The Government considered that the applicant's case was rather complex from the legal and technical points of view. In particular, a number of questions arose as to the liability of the defendants and as to the amount of the damages. The applicant also requested that the remedial works be carried out during the judicial proceedings under the supervision of the court appointed expert. Moreover, the said expert had encountered difficulties in determining the origin of the foul water seeping into the applicant's property. The case-file thus amounted to 622 pages.

They acknowledged that the parties had not used any delaying tactics. The Court of Appeal had in any case rejected a request for adjournment based on the unavailability of the lawyers of one of the appellants.

They further pointed out that at the relevant time exceptional circumstances had interfered with the functioning of the Court of Appeal. In particular, the latter had gone through two changes of President in a short time, with the consequence that a number of cases ready for decision had to be granted a fresh hearing. Furthermore, the applicant, who was aware of this situation and did not request that his case be treated as urgent, had failed to complain about the delay in fixing the hearing before 31 July 2002, which was two years after the date on which the appeal was filed.
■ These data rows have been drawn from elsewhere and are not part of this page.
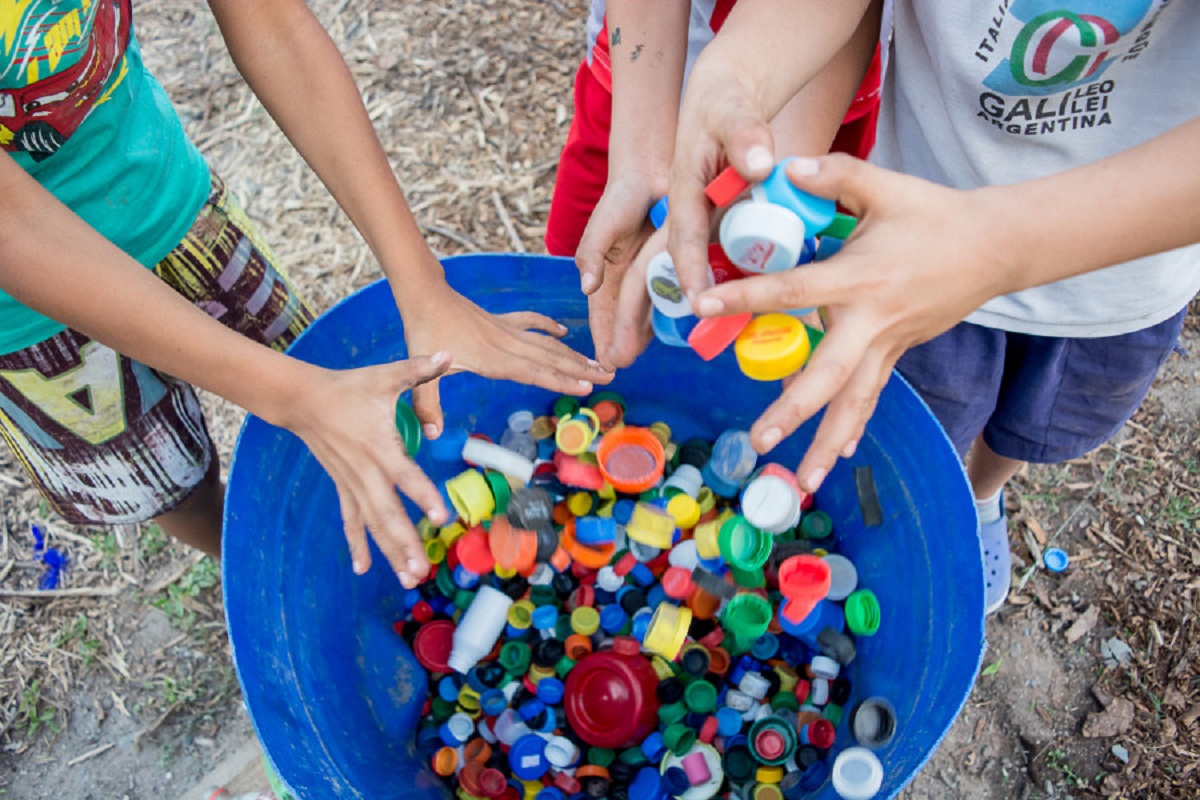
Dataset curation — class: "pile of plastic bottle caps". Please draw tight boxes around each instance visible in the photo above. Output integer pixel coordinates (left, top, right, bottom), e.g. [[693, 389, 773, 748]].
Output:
[[396, 392, 896, 800]]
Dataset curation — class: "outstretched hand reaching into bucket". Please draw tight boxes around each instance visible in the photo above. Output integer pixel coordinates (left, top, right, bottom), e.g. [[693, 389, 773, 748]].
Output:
[[283, 351, 451, 589], [397, 282, 613, 439]]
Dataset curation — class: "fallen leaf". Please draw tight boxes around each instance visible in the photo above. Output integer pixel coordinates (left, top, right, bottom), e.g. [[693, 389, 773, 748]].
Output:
[[1081, 697, 1134, 739], [1064, 603, 1100, 644]]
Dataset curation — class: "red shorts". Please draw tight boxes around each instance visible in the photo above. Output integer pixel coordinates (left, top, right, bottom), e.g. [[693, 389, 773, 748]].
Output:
[[546, 49, 880, 255]]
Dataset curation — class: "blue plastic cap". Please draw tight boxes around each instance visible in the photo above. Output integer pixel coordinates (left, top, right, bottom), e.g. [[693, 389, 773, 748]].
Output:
[[509, 733, 549, 777], [629, 767, 667, 800], [529, 606, 558, 631], [762, 158, 838, 233], [716, 706, 742, 738], [1042, 547, 1070, 572], [612, 499, 637, 525], [650, 197, 668, 230], [600, 604, 629, 633], [642, 730, 667, 764], [538, 678, 566, 705], [425, 427, 467, 462]]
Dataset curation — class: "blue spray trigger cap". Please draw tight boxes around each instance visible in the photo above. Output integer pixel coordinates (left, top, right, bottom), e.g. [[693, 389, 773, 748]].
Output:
[[750, 158, 838, 234], [425, 427, 467, 462], [650, 197, 668, 230]]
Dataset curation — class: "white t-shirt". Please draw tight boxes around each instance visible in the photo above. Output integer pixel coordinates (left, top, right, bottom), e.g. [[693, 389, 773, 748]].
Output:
[[871, 0, 1200, 337]]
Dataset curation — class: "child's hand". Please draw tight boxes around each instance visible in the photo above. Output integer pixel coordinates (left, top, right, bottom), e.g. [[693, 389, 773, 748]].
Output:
[[287, 351, 450, 589], [691, 156, 1013, 492], [404, 284, 612, 439], [575, 170, 666, 368]]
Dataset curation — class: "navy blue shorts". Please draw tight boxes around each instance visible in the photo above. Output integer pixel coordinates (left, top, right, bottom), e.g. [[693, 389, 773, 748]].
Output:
[[896, 308, 1187, 464]]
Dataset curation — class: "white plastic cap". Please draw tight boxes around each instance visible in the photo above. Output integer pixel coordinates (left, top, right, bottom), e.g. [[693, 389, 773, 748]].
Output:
[[742, 475, 800, 534], [646, 253, 696, 319], [830, 747, 883, 800], [824, 553, 858, 602], [720, 200, 804, 273]]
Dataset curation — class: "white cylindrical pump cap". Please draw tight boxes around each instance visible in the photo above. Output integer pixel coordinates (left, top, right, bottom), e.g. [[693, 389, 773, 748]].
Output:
[[509, 409, 534, 433], [596, 565, 625, 591], [823, 553, 858, 602], [546, 736, 580, 770], [446, 584, 512, 674], [742, 475, 800, 534], [462, 437, 533, 483], [738, 672, 770, 700], [667, 539, 700, 571], [809, 656, 841, 680], [446, 711, 475, 744], [830, 747, 883, 800], [492, 709, 530, 747], [720, 200, 804, 273], [646, 251, 691, 319], [662, 464, 704, 500]]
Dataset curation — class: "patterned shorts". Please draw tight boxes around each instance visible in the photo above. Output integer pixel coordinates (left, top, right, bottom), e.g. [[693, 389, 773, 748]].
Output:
[[0, 175, 313, 524]]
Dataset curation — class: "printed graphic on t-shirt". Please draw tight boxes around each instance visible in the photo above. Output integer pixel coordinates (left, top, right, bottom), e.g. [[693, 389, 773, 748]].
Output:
[[0, 0, 131, 161], [974, 0, 1172, 136]]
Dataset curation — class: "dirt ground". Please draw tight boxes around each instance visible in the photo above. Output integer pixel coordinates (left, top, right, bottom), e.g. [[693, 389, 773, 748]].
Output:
[[0, 0, 1200, 800]]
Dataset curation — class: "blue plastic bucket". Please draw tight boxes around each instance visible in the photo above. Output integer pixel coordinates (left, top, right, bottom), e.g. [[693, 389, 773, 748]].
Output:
[[224, 254, 984, 800]]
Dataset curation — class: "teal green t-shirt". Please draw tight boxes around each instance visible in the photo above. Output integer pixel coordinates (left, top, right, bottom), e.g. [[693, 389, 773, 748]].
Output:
[[0, 0, 209, 354]]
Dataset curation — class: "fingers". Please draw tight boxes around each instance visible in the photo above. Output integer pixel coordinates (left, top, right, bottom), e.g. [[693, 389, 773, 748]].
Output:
[[692, 267, 854, 317], [499, 311, 569, 338], [337, 488, 371, 575]]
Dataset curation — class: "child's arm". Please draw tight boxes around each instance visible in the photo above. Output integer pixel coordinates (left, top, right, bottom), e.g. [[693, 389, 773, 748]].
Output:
[[575, 0, 691, 363], [0, 154, 449, 587], [697, 119, 1200, 491], [670, 0, 878, 304], [209, 0, 611, 435]]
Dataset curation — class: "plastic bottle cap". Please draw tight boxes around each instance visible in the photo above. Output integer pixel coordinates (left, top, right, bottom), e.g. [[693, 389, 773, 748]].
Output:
[[822, 553, 858, 602], [742, 475, 800, 534], [846, 589, 881, 636], [596, 426, 666, 494], [850, 697, 896, 750], [733, 314, 811, 380], [688, 312, 754, 361], [642, 603, 691, 661], [446, 469, 496, 527], [489, 515, 538, 572], [830, 747, 883, 800], [413, 619, 455, 673], [646, 251, 691, 319], [396, 398, 421, 458], [1042, 547, 1070, 572], [704, 166, 750, 209], [718, 200, 804, 275], [563, 650, 659, 747], [779, 555, 830, 624], [667, 494, 700, 530], [750, 158, 835, 231]]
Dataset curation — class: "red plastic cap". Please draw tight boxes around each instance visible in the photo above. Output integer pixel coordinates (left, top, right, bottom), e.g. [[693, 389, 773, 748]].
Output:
[[688, 312, 754, 361], [413, 619, 455, 673], [809, 717, 836, 750], [704, 166, 750, 209], [563, 650, 659, 747]]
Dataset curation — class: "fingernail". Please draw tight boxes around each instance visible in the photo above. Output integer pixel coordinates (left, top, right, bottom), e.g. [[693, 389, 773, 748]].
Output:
[[787, 158, 821, 178], [746, 145, 775, 173], [760, 428, 784, 450]]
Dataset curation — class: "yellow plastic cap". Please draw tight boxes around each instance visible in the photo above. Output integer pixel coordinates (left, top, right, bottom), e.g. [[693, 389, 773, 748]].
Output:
[[733, 314, 812, 380]]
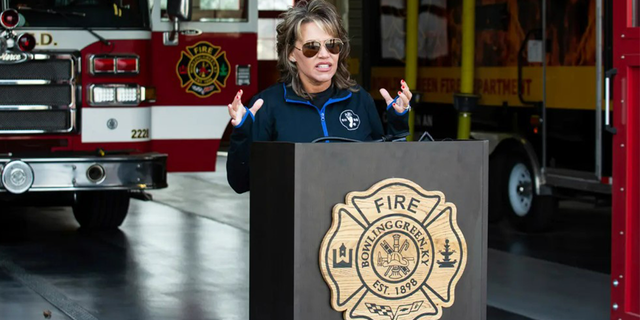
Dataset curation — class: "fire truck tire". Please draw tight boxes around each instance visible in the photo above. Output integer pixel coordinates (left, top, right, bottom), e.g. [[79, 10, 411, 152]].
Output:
[[73, 190, 129, 230], [496, 153, 555, 232]]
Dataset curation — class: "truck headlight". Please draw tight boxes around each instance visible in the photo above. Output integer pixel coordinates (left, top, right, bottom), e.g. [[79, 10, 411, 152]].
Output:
[[89, 83, 146, 106]]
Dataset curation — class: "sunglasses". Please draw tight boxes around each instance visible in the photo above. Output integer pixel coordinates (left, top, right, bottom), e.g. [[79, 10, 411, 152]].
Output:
[[294, 38, 344, 58]]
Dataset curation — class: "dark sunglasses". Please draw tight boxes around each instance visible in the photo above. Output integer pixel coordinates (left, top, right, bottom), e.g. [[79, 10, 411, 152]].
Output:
[[294, 38, 344, 58]]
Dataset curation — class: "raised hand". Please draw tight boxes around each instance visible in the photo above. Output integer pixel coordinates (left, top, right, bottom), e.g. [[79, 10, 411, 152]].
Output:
[[227, 90, 264, 127], [380, 80, 413, 113]]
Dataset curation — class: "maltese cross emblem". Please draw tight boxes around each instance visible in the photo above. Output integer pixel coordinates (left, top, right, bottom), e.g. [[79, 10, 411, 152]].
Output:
[[320, 178, 467, 320]]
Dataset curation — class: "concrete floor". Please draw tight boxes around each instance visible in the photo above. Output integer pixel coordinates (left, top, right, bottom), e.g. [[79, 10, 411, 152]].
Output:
[[0, 158, 610, 320]]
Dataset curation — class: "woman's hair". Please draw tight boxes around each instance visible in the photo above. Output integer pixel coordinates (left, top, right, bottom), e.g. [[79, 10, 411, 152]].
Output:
[[276, 0, 357, 99]]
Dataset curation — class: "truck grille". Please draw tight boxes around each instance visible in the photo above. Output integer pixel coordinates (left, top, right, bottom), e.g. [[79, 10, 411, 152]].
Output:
[[0, 110, 71, 132], [0, 85, 72, 106], [0, 59, 73, 81], [0, 54, 77, 134]]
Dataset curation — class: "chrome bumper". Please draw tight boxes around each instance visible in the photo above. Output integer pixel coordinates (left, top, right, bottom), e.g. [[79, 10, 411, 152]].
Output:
[[0, 153, 167, 193]]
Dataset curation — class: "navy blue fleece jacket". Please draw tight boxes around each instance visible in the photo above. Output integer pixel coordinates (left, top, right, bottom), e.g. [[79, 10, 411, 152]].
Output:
[[227, 83, 409, 193]]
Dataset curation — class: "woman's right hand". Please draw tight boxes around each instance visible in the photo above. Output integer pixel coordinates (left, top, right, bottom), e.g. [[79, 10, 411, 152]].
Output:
[[227, 90, 264, 127]]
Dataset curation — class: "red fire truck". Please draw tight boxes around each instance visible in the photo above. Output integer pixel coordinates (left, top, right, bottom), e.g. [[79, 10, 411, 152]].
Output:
[[610, 0, 640, 320], [0, 0, 257, 229]]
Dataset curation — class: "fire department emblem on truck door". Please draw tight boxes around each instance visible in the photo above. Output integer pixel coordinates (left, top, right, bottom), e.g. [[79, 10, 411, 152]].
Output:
[[176, 41, 230, 98], [320, 178, 467, 320]]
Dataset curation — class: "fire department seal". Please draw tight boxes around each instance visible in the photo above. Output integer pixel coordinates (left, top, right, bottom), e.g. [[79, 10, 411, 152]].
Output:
[[176, 41, 230, 98], [320, 178, 467, 320]]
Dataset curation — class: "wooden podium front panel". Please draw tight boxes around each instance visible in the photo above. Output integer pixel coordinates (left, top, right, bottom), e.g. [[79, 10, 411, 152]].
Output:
[[250, 141, 488, 320]]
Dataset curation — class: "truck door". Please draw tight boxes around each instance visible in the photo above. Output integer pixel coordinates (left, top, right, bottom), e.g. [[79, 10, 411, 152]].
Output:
[[529, 0, 611, 194], [611, 0, 640, 320], [150, 0, 258, 172]]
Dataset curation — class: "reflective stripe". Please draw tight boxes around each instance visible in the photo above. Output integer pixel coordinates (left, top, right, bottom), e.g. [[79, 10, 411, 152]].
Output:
[[81, 107, 151, 143], [151, 106, 230, 140], [82, 106, 229, 142], [24, 28, 151, 50]]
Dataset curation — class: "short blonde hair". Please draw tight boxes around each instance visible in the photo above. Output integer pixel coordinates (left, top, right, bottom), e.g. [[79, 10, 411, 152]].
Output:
[[276, 0, 357, 99]]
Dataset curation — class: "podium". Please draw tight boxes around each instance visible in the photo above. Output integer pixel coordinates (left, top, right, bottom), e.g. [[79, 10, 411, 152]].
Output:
[[249, 141, 489, 320]]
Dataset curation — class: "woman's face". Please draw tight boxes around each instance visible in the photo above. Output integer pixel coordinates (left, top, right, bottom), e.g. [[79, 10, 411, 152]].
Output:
[[289, 22, 340, 93]]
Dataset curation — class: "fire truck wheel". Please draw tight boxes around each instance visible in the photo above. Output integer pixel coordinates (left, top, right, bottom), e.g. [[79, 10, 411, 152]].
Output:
[[73, 190, 129, 230], [490, 154, 555, 232]]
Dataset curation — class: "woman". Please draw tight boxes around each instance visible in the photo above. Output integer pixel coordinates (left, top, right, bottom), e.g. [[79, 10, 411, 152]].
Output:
[[227, 0, 411, 193]]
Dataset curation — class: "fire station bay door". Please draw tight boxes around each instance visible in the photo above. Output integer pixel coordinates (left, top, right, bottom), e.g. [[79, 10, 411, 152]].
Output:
[[149, 0, 258, 171], [611, 0, 640, 320]]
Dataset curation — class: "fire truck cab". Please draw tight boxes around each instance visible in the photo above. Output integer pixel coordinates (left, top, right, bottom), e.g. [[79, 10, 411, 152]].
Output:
[[0, 0, 257, 229]]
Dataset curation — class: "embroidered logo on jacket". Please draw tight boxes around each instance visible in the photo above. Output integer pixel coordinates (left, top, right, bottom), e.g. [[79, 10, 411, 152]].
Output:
[[340, 109, 360, 131]]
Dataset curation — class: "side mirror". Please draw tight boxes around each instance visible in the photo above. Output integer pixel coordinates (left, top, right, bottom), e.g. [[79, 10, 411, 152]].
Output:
[[167, 0, 191, 21]]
By that time, the problem of seepage of foul water had been eliminated and the applicant knew that, in case of success in the appeal, he would receive default interest at a rate of eight percent per annum. They argued that the applicant had acquiesced in the period of inactivity prior to 31 July 2002 with a view to increasing the amount finally obtained by way of damages and interest.

The Court notes that the proceedings began on 25 July 2000, the date of the filing of the defendants' appeal, and ended on 8 May 2003, when the Court of Appeal's final judgment was delivered. They therefore lasted two years, nine months and thirteen days for one instance.

The Court considers, in the light of the criteria established in its case-law on the question of “reasonable time” (the complexity of the case, the applicant's conduct as well as that of the competent authorities and what was at stake in the proceedings), and having regard to all the information in its possession, that an examination of the merits of this complaint is required.

2.  In his observations in reply, dated 30 October 2004, the applicant complained for the first time about the unfairness of the proceedings before the Constitutional Court.

The Court first observes that it does not appear that the applicant raised this complaint before the competent national jurisdictions. However, it is not necessary to ascertain whether the domestic remedies have been exhausted, as, even if they were, this complaint would in any case be inadmissible, for the following reasons.

The Court recalls that according to Article 35 § 1 of the Convention, it can only deal with the matter if the relevant complaint is raised within a period of six months from the date on which the final decision was taken. In the present case, the final decision is the Constitutional Court's judgment of 30 June 2003. The complaint relating to the unfairness of these proceedings, not mentioned in the original application to the Court, was raised more than six months later, on 30 October 2004.

It follows that this complaint is introduced out of time and must be rejected in accordance with Article 35 §§ 1 and 4 of the Convention.

For these reasons, the Court unanimously

Declares admissible, without prejudging the merits, the applicant's complaint relating to the excessive length of the proceedings instituted on 25 July 2000 before the Court of Appeal;

Declares the remainder of the application inadmissible.